Historiography of Africans and their descendents in Latin America, from early colonial times to abolition. Focuses on a series of historical problems affecting Africans, including the realities of slavery, free black life, gender and sexuality, culture, and questions of identity formation.

BLK_ST 444-0 Civil Rights/Black Liberation (1 Unit)  

Surveys the scholarship on what many historians have termed "the long Civil Rights Movement." Begins with the labor activism of the 1930s and the global wars of the 1940s, and treats the U.S. Black Freedom Movement as part of the broader anti-colonial upheaval of the 20th century.

BLK_ST 445-0 Historicizing Race in Latin America (1 Unit)  

Surveys the principle themes, sources, methods and arguments animating scholarship on race, sexuality, and modernity in Latin America.

BLK_ST 460-0 Race, Politics, Society, and Culture (1 Unit)  

Uses texts from sociology, anthropology, political science, and other social sciences to consider how the concepts of "race" and "Blackness" have functioned across time and space. Explores how race and Blackness reflect, inflect and inscribe inequality as well as group consciousness, struggle, and everyday life.

BLK_ST 467-0 Ethnographies of Immigration, Race, and Ethnicity (1 Unit)  

Interdisciplinary examination of texts for their theoretical, contextual, and methodological approaches to immigration, race, and ethnicity. Themes include the politics of location, representation, and fieldwork.

BLK_ST 469-0 Poststructuralism and Black Political Thought (1 Unit)  

Developing theoretical perspectives on the conceptualization of Black politics in the work of different Black thinkers, using the poststructuralist distinction between 'politics and the political'.
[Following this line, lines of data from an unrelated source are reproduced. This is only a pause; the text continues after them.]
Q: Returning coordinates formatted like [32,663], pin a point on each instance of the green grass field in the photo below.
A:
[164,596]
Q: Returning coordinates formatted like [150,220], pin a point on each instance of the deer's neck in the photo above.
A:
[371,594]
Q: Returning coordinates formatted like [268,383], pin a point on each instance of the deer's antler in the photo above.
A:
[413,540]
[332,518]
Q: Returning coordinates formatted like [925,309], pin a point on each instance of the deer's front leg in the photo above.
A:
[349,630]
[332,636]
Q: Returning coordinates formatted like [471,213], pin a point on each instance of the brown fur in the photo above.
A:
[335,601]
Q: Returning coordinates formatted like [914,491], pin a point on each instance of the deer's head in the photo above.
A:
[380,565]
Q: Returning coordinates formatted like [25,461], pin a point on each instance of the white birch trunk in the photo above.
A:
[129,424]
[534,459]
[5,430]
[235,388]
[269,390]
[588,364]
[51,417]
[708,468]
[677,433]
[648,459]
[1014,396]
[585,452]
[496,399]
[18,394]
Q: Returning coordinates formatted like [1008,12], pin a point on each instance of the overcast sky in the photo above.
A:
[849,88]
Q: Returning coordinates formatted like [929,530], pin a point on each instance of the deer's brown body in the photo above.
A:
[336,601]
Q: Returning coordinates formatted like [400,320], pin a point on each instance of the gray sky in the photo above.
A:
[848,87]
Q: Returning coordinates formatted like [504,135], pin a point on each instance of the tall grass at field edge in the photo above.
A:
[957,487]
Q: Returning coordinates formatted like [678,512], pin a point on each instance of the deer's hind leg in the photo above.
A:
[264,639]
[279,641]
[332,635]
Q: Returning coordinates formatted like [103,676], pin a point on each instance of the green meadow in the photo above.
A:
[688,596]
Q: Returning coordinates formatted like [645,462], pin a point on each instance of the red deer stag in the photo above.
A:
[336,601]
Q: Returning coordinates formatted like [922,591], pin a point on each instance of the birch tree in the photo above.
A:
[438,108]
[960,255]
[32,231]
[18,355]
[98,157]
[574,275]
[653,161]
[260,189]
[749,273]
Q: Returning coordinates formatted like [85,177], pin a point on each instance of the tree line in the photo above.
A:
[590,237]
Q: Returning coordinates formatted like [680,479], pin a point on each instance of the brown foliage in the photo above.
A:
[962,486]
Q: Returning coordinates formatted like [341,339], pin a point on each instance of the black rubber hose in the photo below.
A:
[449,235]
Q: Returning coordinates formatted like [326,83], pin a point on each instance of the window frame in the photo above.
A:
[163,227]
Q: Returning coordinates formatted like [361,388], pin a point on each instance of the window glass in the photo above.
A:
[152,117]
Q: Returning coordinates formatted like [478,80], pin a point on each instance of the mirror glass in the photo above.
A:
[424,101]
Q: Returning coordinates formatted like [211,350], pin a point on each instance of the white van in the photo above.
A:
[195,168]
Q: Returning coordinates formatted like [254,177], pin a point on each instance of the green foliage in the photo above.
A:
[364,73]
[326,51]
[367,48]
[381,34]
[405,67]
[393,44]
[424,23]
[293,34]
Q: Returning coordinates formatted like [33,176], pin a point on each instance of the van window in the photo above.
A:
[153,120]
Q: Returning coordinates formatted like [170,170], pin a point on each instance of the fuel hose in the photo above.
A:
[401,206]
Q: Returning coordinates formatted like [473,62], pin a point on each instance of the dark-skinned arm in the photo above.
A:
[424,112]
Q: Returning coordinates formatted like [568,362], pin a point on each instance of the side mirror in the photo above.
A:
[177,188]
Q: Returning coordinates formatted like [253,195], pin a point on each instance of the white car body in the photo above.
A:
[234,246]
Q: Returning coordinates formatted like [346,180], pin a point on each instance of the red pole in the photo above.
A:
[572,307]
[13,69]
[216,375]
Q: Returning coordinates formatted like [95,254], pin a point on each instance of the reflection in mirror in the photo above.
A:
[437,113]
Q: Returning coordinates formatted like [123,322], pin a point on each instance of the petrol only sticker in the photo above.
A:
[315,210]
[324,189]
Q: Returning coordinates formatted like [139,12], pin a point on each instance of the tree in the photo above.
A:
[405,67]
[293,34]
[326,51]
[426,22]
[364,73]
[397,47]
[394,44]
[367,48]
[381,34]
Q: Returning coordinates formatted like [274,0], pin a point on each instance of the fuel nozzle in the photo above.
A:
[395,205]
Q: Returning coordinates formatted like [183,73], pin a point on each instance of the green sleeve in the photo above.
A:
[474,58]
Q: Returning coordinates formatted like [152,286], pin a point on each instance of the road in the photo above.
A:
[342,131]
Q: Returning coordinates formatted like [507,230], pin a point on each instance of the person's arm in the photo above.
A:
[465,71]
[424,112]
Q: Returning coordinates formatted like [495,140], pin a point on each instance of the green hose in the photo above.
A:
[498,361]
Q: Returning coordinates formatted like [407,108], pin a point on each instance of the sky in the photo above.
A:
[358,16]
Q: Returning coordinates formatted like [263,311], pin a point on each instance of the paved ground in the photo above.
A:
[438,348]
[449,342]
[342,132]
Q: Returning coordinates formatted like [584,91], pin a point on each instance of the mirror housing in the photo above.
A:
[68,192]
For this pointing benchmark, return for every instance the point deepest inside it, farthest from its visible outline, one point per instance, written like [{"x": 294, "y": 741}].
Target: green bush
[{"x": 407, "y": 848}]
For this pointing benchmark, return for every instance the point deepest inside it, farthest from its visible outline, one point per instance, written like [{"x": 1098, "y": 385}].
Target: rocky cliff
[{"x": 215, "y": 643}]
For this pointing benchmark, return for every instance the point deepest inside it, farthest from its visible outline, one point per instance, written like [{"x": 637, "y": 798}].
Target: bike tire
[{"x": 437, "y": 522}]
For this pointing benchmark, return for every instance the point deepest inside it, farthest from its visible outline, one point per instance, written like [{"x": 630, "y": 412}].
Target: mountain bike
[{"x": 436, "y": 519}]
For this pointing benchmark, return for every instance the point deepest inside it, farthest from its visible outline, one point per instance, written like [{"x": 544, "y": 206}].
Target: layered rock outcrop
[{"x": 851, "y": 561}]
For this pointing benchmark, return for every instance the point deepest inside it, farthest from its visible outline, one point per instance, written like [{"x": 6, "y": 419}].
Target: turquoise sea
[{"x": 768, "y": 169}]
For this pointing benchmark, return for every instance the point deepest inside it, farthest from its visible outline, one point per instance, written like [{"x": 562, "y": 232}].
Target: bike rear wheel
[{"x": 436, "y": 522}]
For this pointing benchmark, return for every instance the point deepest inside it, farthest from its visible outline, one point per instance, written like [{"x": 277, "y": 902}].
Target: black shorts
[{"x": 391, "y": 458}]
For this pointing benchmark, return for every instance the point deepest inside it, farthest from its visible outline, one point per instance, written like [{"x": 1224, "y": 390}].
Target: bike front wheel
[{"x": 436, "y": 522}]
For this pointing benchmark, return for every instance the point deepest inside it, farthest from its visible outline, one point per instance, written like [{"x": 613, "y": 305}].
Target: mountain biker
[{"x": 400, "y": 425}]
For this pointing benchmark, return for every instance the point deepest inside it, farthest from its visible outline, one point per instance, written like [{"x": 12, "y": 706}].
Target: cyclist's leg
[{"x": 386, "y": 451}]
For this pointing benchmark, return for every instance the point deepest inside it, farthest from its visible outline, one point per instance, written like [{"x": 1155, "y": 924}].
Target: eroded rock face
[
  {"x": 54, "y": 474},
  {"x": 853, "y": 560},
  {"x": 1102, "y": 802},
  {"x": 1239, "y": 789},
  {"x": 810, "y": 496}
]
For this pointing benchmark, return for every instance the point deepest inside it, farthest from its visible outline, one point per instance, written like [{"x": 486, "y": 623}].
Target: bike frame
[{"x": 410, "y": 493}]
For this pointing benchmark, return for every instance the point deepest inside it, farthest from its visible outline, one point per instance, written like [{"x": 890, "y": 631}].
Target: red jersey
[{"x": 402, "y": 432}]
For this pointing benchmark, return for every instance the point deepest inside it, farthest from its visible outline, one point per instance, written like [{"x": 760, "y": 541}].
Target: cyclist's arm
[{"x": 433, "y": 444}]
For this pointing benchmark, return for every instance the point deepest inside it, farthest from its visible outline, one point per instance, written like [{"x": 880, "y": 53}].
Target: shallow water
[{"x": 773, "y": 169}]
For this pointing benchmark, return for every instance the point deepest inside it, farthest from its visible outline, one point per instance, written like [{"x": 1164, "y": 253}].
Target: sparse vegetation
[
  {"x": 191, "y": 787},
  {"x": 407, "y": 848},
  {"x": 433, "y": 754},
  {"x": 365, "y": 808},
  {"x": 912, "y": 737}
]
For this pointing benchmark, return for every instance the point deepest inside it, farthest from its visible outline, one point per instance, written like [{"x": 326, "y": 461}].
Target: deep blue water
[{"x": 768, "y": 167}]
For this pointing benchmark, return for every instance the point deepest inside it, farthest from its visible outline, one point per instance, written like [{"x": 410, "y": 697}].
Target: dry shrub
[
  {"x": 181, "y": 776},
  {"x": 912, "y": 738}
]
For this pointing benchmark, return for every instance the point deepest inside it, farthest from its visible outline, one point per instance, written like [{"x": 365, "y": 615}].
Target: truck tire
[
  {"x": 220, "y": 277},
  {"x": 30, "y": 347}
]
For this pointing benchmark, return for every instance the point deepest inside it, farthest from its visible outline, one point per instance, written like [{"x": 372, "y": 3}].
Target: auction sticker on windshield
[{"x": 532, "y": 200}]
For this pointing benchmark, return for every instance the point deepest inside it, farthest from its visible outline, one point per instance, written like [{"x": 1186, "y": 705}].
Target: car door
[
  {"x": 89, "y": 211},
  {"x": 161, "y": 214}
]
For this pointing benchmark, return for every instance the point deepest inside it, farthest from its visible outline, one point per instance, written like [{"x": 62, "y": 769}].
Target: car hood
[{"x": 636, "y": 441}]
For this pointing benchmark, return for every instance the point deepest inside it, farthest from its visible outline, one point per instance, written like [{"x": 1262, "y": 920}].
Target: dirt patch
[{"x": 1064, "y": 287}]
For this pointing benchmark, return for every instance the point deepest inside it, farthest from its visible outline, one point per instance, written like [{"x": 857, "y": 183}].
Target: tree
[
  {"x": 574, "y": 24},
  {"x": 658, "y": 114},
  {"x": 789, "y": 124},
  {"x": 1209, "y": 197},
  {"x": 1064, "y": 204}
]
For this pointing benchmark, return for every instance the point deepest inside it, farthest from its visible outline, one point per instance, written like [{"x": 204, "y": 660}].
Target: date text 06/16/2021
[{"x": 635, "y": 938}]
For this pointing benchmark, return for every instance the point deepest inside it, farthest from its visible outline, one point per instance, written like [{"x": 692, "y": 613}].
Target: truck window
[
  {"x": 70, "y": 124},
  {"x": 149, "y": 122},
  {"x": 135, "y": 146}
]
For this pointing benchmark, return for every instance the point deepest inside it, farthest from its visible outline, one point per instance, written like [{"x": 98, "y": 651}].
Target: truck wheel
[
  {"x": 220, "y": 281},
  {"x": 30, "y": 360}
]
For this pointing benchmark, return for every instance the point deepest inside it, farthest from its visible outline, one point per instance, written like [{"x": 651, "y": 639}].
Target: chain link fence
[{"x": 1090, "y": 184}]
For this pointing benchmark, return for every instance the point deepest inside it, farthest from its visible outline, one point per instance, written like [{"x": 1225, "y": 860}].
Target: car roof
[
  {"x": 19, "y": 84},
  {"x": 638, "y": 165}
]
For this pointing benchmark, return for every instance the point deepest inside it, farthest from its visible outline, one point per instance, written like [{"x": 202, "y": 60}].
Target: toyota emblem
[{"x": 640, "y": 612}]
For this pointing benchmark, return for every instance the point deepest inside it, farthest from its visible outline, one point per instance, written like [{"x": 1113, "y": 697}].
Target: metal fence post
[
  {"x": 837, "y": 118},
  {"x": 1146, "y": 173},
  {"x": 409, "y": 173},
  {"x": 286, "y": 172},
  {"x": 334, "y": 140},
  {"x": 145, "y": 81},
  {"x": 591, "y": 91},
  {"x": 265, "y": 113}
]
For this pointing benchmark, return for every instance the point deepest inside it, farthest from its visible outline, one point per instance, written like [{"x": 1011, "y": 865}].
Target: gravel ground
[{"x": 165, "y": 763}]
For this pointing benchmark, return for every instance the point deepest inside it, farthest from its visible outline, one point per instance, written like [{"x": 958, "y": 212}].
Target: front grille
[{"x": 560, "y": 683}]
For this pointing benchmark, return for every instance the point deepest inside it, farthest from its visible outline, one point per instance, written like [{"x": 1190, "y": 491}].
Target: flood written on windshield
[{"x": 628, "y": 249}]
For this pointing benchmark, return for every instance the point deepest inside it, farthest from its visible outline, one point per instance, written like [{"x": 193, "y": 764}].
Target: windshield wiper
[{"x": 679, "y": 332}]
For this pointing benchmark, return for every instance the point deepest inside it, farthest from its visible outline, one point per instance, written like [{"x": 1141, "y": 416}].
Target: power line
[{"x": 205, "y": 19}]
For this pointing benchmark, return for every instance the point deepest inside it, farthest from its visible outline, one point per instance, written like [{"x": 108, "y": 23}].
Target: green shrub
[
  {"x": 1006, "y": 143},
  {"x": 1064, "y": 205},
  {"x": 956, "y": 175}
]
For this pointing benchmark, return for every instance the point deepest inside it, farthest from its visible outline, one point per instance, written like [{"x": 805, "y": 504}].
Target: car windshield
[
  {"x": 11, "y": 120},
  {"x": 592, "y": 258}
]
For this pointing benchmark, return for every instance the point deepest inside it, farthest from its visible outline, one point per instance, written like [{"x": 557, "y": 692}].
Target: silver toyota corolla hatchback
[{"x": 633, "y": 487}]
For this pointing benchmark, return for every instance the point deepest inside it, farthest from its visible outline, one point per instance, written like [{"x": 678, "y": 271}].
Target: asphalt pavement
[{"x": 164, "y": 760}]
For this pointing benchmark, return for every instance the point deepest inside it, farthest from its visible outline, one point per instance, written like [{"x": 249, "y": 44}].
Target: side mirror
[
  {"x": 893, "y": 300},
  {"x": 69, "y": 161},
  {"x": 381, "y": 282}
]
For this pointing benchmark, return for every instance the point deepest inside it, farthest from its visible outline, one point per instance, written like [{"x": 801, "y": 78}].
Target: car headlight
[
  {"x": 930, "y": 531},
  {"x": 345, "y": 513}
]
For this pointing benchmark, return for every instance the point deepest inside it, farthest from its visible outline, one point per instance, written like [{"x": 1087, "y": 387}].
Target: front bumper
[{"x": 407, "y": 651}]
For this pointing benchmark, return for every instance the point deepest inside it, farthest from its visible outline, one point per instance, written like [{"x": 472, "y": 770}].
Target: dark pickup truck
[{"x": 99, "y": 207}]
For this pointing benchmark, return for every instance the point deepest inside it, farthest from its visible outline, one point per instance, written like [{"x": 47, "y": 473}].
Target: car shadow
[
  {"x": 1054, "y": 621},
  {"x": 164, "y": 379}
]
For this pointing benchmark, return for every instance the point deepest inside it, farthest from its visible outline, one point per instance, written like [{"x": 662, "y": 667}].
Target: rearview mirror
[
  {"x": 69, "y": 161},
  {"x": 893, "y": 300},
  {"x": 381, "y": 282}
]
BLK_ST 475-0 Genealogy of Racism as a Concept: Deconstruction & Governmentality (1 Unit)  

Interrogates the histories and logics of racism as a concept since its formulation and formation during the early 20th century. Critiques the discursive traditions in which racism has been traditionally narrated as a historically self-evident object of moral condemnation or political critique.

BLK_ST 480-0 Graduate Topics in African American Studies (1 Unit)  

Explores special topics pertinent to Black Studies. Content changes with instructor.

BLK_ST 490-0 Independent Study (1 Unit)  

Individualized reading, research, discussion, and/or writing with faculty member.

BLK_ST 491-0 Reading and Pedagogy (1 Unit)  

Individualized training and practice as a teaching assistant (TA). Students registered for 491 and 2 other courses are considered full time.

BLK_ST 590-0 Research Seminar (1-3 Units)  

Independent research in first two years of PhD program, including summers. Students registered for 590 and 2 other courses are considered full time.